男人手上那根香烟烫到发红的烟头,毫无预兆地,烫上青年抱着少女腋下那只大手,火星在上面烧出一个边缘发黑的窟窿。
麻将局已经准备好。
宋湛南夹在中间很是为难,vip包间那边是好像被戴了绿……
帽子,冷峻到令人窒息,好像随时都要发脾气的四哥,麻将桌前是手术完没多久,好不容易养好伤口出院,烟不能抽酒不能喝,只能搓两把麻将消磨时间的温叔叔。
温伯言五十出头,除了抽烟喝酒,其他方面都还好,起码身材管理的甩大部分不自律的年轻人好几条街。

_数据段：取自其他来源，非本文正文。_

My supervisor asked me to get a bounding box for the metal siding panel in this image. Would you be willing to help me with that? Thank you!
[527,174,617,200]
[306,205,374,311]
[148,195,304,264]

他坐在麻将桌前,指间夹着一个烟,不能点着了抽,就那么夹着,干过眼瘾和味觉的瘾。
时不时抬起那根烟,闻两下。
宋湛野临时被他哥叫过来凑手的,就坐在那儿,等商北琛过来。
牌局开始的时候,已经下午三点。
商北琛一言不发,摸牌,打牌,胡牌,都是极其淡漠的姿态,薄唇抿出一个冷漠的弧度。
宋湛南觉得这好像不是在阳间打牌,跟在地府似的,就主动活跃气氛:“温叔叔,听说您这次术后住院,没用护工,是有女人衣不解带的照顾您啊?”
宋湛野当即也抬起眼睛,看了过去。
温伯言那张老谋深算的脸上,隐有几分笑意,但不明显,常年浸淫在官场里的男人,仿佛没什么事情能让他大笑,也没什么事情能让他大怒,始终温淡。
“八条!”温伯言打出一张麻将。
接着三家就瞧见,坐在上位始终眉目不动的商北琛,又胡牌了,还胡了把更大的!
“这确定还能玩下去?跟最强大脑一样,要不我们别玩这么大的了,我们玩五毛钱的?”
事业不行,什么都不行,啃老第一名的宋湛野认怂了,他钱包太瘪,哪经得起这么输?!这一把他输了快一万块!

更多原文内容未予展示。